In 1960, she married Robert Cross and they went to London where she took extra classes with Norah Waugh (regarded as the world authority on the authentic cut of historical costume) while working as a teacher at a secondary modern school in Essex. Moving to Durban on their return to South Africa, she was invited by the late Professor Sneddon to lecture in theatre arts in the Speech and Drama Department at the University of Natal and was later invited by her to design costumes for the opera Cavalleria Rusticana which Professor Sneddon was directing for NAPAC in 1963.

Lucille later went on to design, cut and supervise the making of several thousands of period costumes for NAPAC for 27 major drama productions.
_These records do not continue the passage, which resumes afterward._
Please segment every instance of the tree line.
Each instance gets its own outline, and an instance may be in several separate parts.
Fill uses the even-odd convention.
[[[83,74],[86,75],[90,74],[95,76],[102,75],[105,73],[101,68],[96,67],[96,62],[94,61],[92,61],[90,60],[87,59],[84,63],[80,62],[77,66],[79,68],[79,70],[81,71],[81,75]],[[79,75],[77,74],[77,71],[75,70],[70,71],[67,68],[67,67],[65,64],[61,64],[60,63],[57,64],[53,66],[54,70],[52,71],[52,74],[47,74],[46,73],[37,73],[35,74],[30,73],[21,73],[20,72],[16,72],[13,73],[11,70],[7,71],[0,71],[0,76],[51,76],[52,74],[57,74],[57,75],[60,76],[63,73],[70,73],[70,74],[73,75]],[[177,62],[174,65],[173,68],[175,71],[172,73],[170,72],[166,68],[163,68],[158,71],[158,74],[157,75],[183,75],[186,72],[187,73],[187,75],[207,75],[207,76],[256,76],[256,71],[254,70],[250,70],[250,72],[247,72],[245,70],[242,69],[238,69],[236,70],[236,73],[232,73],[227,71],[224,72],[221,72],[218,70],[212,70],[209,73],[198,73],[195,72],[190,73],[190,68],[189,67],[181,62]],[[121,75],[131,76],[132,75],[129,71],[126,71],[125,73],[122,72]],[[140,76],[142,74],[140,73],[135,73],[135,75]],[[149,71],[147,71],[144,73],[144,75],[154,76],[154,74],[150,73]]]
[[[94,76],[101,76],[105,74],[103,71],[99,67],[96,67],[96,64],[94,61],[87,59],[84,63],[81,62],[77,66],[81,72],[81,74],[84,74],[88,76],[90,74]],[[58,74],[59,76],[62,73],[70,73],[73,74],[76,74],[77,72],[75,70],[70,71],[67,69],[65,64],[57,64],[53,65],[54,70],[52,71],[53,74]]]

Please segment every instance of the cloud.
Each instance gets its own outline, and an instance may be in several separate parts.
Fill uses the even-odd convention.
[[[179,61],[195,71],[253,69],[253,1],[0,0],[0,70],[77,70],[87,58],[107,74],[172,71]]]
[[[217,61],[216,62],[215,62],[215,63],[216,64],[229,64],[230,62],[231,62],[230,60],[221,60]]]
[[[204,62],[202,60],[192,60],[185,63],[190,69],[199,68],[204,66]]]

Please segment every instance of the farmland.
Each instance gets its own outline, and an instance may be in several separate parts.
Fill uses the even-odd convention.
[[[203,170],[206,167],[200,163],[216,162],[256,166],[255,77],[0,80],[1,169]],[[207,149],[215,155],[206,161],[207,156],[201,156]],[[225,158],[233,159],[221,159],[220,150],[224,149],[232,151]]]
These included a number of large-scale Shakespearean productions as well as seven operas, some ballets and small-scale productions for The Cellar at The Playhouse as well as costumes for productions for other Arts Councils and Pieter Toerien. In 1981, she was appointed as lecturer in the History of Costume in the Fashion School at the (then) M.L. Sultan Technikon (now linked to the Durban University of Technology), later becoming head of the Fashion School, then of the Art School and finally Dean of the Faculty of Arts before retiring. She was also an active painter who has exhibited regularly with various groups in Durban, and was a keen ceramist.

Jill Fenson, actress, playwright and scriptwriter of many fascinating Twist in the Tale Springbok Radio scripts for Tom Meehan’s production company, pays tribute:

“Lucille had a long and valuable career as an artist and designer, teacher and lecturer. But I remember her differently. When my husband, John Moss, was with NAPAC, and we both lived in Durban from the 70s to the 90s, the Crosses were friends as well as colleagues. I remember Lucille presiding over a household where it was always a delight to be asked. Gatherings where the company was congenial and the food delicious are stacked up in little gleaming memory racks over the years.

“I recall Lucille as warm and gentle, with great insight as well as humour and a talent for bringing people together. She could also exert a firm hand when necessary. I know that she was in relentless pain for a very considerable time, and so I am glad to think this is over for her. But the family and friends she has left will miss her very sadly indeed. She was an exceptional person. I am so happy to have known her.”